Definition of ‘Treasury Bond (T-Bond)’
A marketable, fixed-interest U.S. government debt security with a maturity of more than 10 years. Treasury bonds make interest payments semi-annually and the income that holders receive is only taxed at the federal level.
Treasury bonds are issued with a minimum denomination of $1,000. The bonds are initially sold through auction in which the maximum purchase amount is $5 million if the bid is non-competitive or 35% of the offering if the bid is competitive. A competitive bid states the rate that the bidder is willing to accept; it will be accepted depending on how it compares to the set rate of the bond. A non-competitive bid ensures that the bidder will get the bond but he or she will have to accept the set rate. After the auction, the bonds can be sold in the secondary market.
Investors who wish to participate in auctions and purchase Treasury securities directly from the Federal Reserve Bank can open a Treasury Direct Account. There are no fees associated with the account unless it contains over $100,000, at which point a very small maintenance fee is incurred.
There are three types of securities issued by the U.S. Treasury. These are distinguished by the amount of time from the initial sale of the bond to maturity.

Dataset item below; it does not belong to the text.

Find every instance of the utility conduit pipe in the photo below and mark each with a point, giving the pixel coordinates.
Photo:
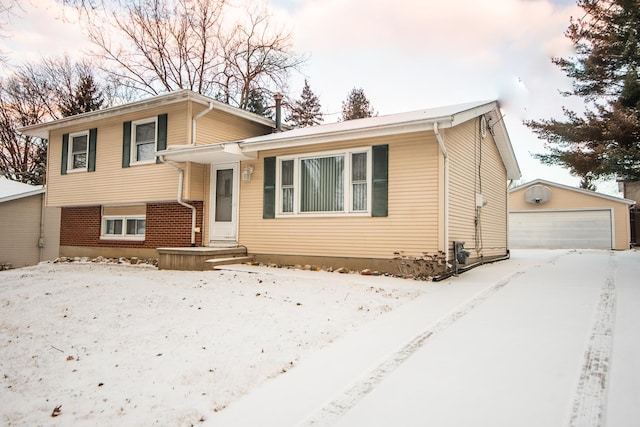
(182, 202)
(443, 148)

- Treasury bonds: These securities have the longest maturity of any bond issued by the U.S. Treasury, from 10 to 30 years. The 30-year bond is also called the “long bond.” Denominations range from $1000 to $1 million. T-bonds pay interest every 6 months at a fixed coupon rate. As mentioned above, these bonds are not callable, but some older T-Bonds available on the secondary market are callable within five years of the maturity date.
- Treasury notes: T-notes have maturities between 1 and 10 years. Denominations range from $1000 to $5000 and are determined by the amount of time to maturity. Like T-bonds, these securities pay interest semi-annually at a fixed coupon rate.
- Treasury Bills: T-bills are available with maturities of 13 weeks, 26 weeks and 52 weeks. They are purchased at a discount to their $10,000 face value, and the full amount is received at maturity (making them zero-coupon). The bills are sold at auction where the price of sale is determined by how much the bill is worth on the date of issue, which depends mainly on interest rates.